Position 2: Lovable described the accessible data as "intentional behaviour." This framing suggests the company believed unrestricted cross-account project access was a design choice, which raises obvious questions about what the intended design was.

Position 3: Lovable blamed its own documentation for the confusion. Unclear documentation about what data is publicly accessible is a separate problem from an API that hands you other users' source code when you substitute their project ID.

Position 4: Lovable blamed HackerOne for closing the follow-up report without escalation. This is the most creative of the four positions. HackerOne operates the bug bounty platform; Lovable sets the policies, reviews the reports, and decides what gets fixed. Marking a report as a duplicate that isn't actually a duplicate is an outcome of whoever made that call at Lovable.

None of these positions involved saying "we made a mistake and here's how we're fixing it" until after the public blowback.

Why BOLA Keeps Happening

How does a company with a $6.6 billion valuation ship the most common API flaw on the planet?

Part of the answer is that authorization bugs are genuinely easy to miss in certain development patterns. If your API layer is built as a series of authenticated endpoints - you check for a valid token at the middleware level and then pass control down to the endpoint handler - it's easy to forget that checking "is this user logged in" is not the same as checking "is this user allowed to access this specific resource." The authentication check passes; the authorization check never runs.

Automated security testing often catches SQL injection, XSS, and input validation failures because those have well-understood patterns that scanners know to look for. BOLA is harder for automated tools to find because it requires understanding what data belongs to which user, which depends on business logic the scanner doesn't know.

None of this explains leaving the old projects exposed after discovering the bug, or closing the follow-up report as a duplicate. That part is just a process failure.

This Is the Third Time

Vibe Graveyard already has two Lovable incidents. The public-buckets study (Lovable public buckets) documented the structural pattern of Lovable apps shipping with exposed Supabase storage because the AI doesn't reliably enable access controls. The EdTech app incident (Lovable EdTech app) showed a featured app with backwards authentication logic exposing 18,697 users.

This incident is different in kind: it's not a flaw in apps that Lovable's users built; it's a flaw in Lovable's own infrastructure. The platform itself was the attack surface. The previous two incidents were about what happens when AI generates insecure code for end users. This one is about Lovable's own API being misconfigured in a way that exposed its entire user base.

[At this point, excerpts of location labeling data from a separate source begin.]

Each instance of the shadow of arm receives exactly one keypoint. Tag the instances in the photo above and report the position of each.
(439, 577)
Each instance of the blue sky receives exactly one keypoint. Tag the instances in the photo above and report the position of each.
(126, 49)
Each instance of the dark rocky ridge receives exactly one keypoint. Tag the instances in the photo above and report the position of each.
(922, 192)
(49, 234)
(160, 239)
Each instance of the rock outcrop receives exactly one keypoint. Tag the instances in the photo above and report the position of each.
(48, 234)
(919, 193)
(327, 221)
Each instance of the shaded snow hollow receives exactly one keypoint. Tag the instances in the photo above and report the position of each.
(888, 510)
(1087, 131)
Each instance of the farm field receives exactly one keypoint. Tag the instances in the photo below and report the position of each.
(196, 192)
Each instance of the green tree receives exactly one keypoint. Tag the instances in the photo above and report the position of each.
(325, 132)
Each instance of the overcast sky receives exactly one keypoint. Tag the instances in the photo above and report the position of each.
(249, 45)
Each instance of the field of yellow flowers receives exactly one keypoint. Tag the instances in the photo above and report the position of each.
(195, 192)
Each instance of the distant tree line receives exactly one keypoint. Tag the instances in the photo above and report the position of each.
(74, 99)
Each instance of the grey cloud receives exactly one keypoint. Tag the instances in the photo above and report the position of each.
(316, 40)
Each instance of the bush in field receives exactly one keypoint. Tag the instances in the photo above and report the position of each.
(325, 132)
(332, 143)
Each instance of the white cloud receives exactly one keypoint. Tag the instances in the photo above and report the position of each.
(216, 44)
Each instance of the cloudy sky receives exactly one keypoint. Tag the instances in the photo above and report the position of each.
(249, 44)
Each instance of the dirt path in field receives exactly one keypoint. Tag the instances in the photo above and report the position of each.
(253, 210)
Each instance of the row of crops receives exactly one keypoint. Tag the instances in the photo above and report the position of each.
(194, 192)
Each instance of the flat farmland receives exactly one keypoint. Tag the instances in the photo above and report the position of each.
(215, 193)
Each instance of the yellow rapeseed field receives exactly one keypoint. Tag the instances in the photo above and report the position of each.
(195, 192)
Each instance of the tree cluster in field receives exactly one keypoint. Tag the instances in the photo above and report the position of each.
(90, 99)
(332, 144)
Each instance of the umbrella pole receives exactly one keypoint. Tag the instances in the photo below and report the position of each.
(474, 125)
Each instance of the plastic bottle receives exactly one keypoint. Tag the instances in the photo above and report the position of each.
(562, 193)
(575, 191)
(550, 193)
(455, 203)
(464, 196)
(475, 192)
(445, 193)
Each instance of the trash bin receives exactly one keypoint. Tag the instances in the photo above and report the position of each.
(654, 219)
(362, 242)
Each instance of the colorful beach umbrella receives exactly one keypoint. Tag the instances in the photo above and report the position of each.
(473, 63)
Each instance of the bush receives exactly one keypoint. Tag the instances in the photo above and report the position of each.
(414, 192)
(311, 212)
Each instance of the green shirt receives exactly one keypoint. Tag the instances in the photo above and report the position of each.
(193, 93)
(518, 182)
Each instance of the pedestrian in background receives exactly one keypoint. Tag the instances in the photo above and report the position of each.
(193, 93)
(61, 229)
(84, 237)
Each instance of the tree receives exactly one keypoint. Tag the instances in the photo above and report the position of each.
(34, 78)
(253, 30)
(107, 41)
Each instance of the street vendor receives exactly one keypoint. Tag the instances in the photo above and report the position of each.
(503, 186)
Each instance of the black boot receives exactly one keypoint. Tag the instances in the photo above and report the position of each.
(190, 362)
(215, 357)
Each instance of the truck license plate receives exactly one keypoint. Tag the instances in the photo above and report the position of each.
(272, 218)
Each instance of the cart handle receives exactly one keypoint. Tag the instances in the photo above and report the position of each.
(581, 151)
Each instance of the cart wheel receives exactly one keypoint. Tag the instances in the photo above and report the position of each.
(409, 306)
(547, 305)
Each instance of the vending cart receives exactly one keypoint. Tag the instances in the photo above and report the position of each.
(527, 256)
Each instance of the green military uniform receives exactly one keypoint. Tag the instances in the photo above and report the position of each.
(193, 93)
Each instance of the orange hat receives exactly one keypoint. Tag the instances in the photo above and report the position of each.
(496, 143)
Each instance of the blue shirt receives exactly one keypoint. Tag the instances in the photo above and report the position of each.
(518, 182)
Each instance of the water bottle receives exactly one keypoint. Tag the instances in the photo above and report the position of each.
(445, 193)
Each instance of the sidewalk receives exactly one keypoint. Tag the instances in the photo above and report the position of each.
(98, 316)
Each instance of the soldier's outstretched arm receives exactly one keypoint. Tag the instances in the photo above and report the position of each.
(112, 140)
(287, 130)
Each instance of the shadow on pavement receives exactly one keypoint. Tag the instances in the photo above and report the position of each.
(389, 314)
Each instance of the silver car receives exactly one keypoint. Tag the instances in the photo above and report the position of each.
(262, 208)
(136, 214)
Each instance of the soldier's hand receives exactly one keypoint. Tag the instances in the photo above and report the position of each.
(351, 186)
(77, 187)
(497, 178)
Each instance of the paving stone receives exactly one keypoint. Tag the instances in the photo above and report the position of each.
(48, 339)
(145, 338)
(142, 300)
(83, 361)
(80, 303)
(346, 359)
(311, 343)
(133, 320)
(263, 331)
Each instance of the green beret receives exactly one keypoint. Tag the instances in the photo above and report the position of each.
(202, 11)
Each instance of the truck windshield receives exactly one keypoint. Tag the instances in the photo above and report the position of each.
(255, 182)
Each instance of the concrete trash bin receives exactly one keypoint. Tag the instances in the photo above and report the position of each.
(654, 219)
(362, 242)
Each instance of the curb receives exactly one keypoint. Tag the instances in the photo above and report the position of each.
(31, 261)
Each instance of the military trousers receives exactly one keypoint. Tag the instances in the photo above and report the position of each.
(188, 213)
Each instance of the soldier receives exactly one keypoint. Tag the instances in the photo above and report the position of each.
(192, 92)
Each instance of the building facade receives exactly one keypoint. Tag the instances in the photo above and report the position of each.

All three incidents share a common thread: the access control didn't work. Something was supposed to be private and wasn't. The reason varies - AI-generated code with no RLS, backwards authentication logic, missing BOLA checks - but the failure mode is the same each time. In a platform that markets itself on the premise that AI can safely build and host production applications, this pattern deserves more than a HackerOne triage error as an explanation.

Lovable's user base includes people building real applications for real users. Some of those users' project histories contain credentials. Some of those credentials are probably still in use. The company has not confirmed how many accounts accessed data they shouldn't have during those 48 days.